Mechanistic aspects in the formation of nano- and submicron particles in a batch and a continuous microfluidic reactor: Experiment, modeling and simulation

To investigate mechanistic contrasts in particle formation between a batch and a continuous microreactor, a coupled computational fluid dynamics (CFD)-population balance equation (PBE) based model is proposed; incorporating mixing, reaction, nucleation, diffusion-growth, Brownian-coagulation, shear-induced coagulation and Ostwald ripening (OR), occurring simultaneously. This enables prediction of nanoparticle size over a wide range of temperatures, flow-fields and solvents.
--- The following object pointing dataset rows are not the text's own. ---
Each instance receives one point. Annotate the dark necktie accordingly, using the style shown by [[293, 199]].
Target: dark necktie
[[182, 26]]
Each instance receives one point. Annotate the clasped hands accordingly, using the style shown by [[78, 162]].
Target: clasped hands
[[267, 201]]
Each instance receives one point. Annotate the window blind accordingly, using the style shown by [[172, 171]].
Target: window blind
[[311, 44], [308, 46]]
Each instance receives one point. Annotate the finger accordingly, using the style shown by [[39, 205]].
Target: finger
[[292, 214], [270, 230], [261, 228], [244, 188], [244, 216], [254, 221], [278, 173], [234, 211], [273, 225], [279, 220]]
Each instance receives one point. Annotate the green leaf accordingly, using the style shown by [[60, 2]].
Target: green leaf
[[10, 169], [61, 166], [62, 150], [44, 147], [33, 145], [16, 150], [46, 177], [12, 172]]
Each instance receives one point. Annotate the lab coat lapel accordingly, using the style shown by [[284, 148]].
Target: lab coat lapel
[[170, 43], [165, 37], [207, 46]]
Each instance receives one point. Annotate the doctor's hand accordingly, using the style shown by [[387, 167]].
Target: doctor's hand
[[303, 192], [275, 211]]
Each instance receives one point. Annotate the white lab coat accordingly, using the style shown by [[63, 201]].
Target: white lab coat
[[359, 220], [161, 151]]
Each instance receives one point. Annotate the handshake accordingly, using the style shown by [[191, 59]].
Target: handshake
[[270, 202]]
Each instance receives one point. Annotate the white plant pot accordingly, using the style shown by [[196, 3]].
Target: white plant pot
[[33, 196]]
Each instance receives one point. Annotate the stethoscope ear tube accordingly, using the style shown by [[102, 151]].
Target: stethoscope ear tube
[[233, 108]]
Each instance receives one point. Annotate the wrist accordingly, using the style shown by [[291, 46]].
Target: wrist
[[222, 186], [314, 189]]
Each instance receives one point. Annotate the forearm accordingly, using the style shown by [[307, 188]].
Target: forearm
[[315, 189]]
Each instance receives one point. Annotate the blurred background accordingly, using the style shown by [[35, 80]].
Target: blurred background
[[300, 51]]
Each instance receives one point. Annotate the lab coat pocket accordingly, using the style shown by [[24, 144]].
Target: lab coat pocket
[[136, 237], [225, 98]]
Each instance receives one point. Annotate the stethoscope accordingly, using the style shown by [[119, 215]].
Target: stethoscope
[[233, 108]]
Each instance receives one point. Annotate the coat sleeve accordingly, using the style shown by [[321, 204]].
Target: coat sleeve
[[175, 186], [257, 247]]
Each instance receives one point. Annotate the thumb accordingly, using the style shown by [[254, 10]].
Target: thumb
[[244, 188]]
This has been possible for the first time, since we included: (i) effect of evaporative-loss of solvent at a high synthesis temperature in our batch reactor experiments, along with (ii) turbulent-shear coagulation of nanoparticles in this reactor, due to the imposed strong forced convection; while accounting for, in contrast, (iii) laminar-shear coagulation in the microreactor [Gutierrez et al. (Chem. Eng. J., 2011, 674-683)], due to prevailing low Reynolds number flow-synthesis in their experiments. We find that, evaporation significantly reduces particle size by reducing critical radius for OR. Consequently, without it, a strikingly high over-prediction error (about 40% with respect to our experimental particle size) is seen for synthesis of SiO2 particles in ethanol itself, with a more pronounced effect in methanol, a more volatile solvent. Furthermore, in contrasting flow fields of the two reactors, inclusion of the correct function, either turbulentshear or laminar-shear based coagulation, for batch or microreactor, respectively, enables us to predict temporal particle size evolution accurately. For batch reactor, prediction is completely a priori, while for microreactor, coagulation efficiency as a single adjustable parameter achieves that; without these, existing models suffer about 20% and 15% under-prediction in particles size, respectively, compared to experimental data.